Menurut Naim, dalam proses negosiasi, utusan Trump disebut telah menyampaikan sejumlah komitmen penting kepada Hamas. Di antaranya adalah janji untuk mendorong pencabutan blokade Gaza, membuka akses bantuan kemanusiaan, serta menyerukan gencatan senjata.
Hamas mengklaim bahwa komitmen tersebut disepakati sebagai bagian dari kesepakatan untuk membebaskan Alexander. Namun, setelah proses pembebasan dilakukan, pihak Amerika Serikat disebut tidak menindaklanjuti janji-janji tersebut. Naim menyatakan bahwa pemerintahan Trump justru mengabaikan kesepakatan yang telah dibuat.

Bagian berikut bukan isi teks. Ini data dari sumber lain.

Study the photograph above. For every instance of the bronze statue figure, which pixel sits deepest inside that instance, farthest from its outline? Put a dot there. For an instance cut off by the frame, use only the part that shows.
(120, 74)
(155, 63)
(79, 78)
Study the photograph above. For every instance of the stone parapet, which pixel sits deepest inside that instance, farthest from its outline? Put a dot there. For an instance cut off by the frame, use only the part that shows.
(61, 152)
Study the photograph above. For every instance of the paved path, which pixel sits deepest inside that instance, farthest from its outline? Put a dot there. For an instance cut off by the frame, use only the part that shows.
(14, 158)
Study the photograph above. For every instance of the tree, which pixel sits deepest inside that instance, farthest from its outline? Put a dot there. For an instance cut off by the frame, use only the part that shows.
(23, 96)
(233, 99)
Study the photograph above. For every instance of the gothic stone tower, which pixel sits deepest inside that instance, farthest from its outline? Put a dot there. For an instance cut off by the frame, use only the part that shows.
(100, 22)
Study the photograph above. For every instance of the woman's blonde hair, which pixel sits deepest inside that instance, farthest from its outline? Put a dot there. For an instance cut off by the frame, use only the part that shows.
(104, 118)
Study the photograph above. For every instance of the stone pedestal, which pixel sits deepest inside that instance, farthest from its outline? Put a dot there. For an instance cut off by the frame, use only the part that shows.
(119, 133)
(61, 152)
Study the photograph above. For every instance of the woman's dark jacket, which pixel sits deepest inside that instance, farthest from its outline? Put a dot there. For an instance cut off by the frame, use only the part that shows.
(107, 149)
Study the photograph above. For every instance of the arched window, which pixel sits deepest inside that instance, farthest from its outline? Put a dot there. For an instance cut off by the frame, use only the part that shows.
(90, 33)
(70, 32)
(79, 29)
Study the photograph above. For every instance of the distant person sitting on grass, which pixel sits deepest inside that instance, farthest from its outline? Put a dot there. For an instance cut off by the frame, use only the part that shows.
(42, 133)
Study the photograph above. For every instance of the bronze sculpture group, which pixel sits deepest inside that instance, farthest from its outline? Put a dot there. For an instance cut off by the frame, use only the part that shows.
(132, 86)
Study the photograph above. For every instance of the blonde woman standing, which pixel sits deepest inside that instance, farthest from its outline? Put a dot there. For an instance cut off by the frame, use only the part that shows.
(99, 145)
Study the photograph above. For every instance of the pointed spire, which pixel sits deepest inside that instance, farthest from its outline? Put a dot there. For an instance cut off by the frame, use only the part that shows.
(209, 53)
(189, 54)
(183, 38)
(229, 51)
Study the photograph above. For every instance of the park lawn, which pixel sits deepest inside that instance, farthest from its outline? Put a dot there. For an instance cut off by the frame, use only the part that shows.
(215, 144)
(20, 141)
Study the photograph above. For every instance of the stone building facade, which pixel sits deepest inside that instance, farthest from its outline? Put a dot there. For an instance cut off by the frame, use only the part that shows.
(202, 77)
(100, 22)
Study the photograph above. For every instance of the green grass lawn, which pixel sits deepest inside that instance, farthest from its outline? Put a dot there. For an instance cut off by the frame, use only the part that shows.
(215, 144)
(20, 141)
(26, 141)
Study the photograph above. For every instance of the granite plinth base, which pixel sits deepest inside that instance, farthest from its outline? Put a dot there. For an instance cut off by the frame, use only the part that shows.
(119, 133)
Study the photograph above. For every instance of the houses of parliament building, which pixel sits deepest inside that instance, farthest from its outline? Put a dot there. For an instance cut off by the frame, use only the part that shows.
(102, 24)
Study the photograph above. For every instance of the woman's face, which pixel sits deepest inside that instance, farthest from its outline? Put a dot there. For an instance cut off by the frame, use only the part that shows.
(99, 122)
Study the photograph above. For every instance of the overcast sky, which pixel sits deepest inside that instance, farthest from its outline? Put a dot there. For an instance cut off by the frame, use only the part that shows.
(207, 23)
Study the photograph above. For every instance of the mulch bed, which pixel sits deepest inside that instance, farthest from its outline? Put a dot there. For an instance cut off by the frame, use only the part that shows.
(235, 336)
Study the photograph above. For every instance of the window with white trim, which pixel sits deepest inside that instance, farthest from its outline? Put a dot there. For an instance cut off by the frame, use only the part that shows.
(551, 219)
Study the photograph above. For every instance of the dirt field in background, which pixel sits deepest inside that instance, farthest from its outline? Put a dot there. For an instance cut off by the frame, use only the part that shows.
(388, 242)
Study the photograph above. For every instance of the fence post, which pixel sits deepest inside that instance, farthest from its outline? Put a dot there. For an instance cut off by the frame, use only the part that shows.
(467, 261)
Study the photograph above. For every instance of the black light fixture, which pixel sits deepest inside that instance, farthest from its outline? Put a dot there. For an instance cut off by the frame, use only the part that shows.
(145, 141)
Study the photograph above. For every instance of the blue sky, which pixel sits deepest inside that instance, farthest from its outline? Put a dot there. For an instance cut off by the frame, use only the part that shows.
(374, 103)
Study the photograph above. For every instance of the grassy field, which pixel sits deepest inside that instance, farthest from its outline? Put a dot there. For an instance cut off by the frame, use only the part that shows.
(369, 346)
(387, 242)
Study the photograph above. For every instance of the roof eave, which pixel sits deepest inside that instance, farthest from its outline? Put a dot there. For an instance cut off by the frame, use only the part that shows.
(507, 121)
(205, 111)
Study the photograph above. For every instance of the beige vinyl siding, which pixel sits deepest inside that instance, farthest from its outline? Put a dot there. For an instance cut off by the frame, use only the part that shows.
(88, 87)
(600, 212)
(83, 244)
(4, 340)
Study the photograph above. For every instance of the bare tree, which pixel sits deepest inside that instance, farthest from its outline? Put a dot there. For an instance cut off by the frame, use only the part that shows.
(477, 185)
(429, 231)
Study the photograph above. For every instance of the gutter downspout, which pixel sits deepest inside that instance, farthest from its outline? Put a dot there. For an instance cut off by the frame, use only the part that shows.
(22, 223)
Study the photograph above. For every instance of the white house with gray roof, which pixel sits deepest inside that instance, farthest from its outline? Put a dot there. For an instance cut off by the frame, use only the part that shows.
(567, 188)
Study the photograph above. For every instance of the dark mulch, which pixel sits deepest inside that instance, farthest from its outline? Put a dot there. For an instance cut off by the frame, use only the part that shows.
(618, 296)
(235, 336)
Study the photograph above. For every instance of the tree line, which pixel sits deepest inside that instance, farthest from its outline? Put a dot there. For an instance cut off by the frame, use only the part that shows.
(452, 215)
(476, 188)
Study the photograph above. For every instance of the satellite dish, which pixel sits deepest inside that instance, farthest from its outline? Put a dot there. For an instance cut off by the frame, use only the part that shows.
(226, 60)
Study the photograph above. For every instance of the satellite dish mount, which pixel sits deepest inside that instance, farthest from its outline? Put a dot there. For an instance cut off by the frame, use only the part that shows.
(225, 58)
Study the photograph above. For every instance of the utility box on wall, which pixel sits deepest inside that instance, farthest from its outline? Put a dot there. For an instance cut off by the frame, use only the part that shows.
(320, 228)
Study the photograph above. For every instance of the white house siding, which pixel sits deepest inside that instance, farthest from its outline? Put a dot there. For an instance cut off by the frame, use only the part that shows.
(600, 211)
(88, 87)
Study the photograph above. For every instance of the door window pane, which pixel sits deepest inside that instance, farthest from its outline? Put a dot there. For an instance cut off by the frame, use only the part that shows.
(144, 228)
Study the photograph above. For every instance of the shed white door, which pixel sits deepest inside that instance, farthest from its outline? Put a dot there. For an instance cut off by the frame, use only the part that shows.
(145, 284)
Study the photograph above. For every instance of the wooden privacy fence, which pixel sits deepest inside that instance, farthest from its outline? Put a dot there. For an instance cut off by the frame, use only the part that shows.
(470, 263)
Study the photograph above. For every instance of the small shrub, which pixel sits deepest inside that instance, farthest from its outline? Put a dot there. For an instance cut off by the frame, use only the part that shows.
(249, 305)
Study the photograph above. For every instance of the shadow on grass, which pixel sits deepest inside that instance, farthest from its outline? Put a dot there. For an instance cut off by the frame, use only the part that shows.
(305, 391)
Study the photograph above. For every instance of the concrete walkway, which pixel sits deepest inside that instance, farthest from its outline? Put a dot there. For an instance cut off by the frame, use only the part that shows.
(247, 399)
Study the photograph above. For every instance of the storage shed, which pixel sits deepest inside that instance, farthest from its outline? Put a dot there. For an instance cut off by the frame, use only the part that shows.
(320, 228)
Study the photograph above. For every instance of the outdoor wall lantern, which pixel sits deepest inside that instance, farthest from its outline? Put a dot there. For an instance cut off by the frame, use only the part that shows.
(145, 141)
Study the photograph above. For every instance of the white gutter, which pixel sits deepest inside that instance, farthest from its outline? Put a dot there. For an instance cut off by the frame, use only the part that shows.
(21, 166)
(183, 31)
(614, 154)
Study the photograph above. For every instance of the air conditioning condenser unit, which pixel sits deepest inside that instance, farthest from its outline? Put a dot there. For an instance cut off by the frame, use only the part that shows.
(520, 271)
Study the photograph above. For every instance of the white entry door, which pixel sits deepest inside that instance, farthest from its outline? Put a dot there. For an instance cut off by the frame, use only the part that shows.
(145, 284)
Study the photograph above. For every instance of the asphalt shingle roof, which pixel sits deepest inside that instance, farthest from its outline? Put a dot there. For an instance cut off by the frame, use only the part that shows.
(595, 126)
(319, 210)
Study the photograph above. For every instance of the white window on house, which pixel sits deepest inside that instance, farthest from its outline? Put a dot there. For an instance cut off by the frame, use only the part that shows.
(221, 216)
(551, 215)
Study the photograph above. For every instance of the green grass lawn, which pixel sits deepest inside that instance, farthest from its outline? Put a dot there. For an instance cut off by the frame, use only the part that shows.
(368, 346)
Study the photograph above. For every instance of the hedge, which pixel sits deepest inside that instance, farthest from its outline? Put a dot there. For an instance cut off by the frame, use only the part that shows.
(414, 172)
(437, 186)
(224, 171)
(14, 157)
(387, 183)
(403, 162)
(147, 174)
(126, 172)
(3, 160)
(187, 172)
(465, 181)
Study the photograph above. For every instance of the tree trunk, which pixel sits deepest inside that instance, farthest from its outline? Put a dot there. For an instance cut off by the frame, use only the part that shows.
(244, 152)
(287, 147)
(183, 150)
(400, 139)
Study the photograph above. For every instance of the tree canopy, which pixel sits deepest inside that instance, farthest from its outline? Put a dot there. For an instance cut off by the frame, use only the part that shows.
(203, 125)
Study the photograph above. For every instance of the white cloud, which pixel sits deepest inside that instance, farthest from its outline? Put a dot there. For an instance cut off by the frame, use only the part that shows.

“Kami merasa dikhianati. Mereka membuang perjanjian ini ke tempat sampah,” ujar Naim dalam pernyataannya. Ia menambahkan, pengingkaran terhadap komitmen itu memperburuk krisis kemanusiaan di Gaza dan memperdalam ketidakpercayaan terhadap upaya diplomatik yang dijalankan oleh Amerika Serikat.
Sejauh ini, belum ada tanggapan resmi dari pihak Amerika Serikat terkait tuduhan tersebut. Ketegangan antara kedua pihak pun masih berlanjut, sementara publik menanti klarifikasi dari pihak yang dituduh.
Situasi ini menambah kompleksitas dalam dinamika diplomatik di Timur Tengah, khususnya menyangkut peran Amerika Serikat dalam upaya perdamaian dan penanganan krisis kemanusiaan di wilayah Gaza.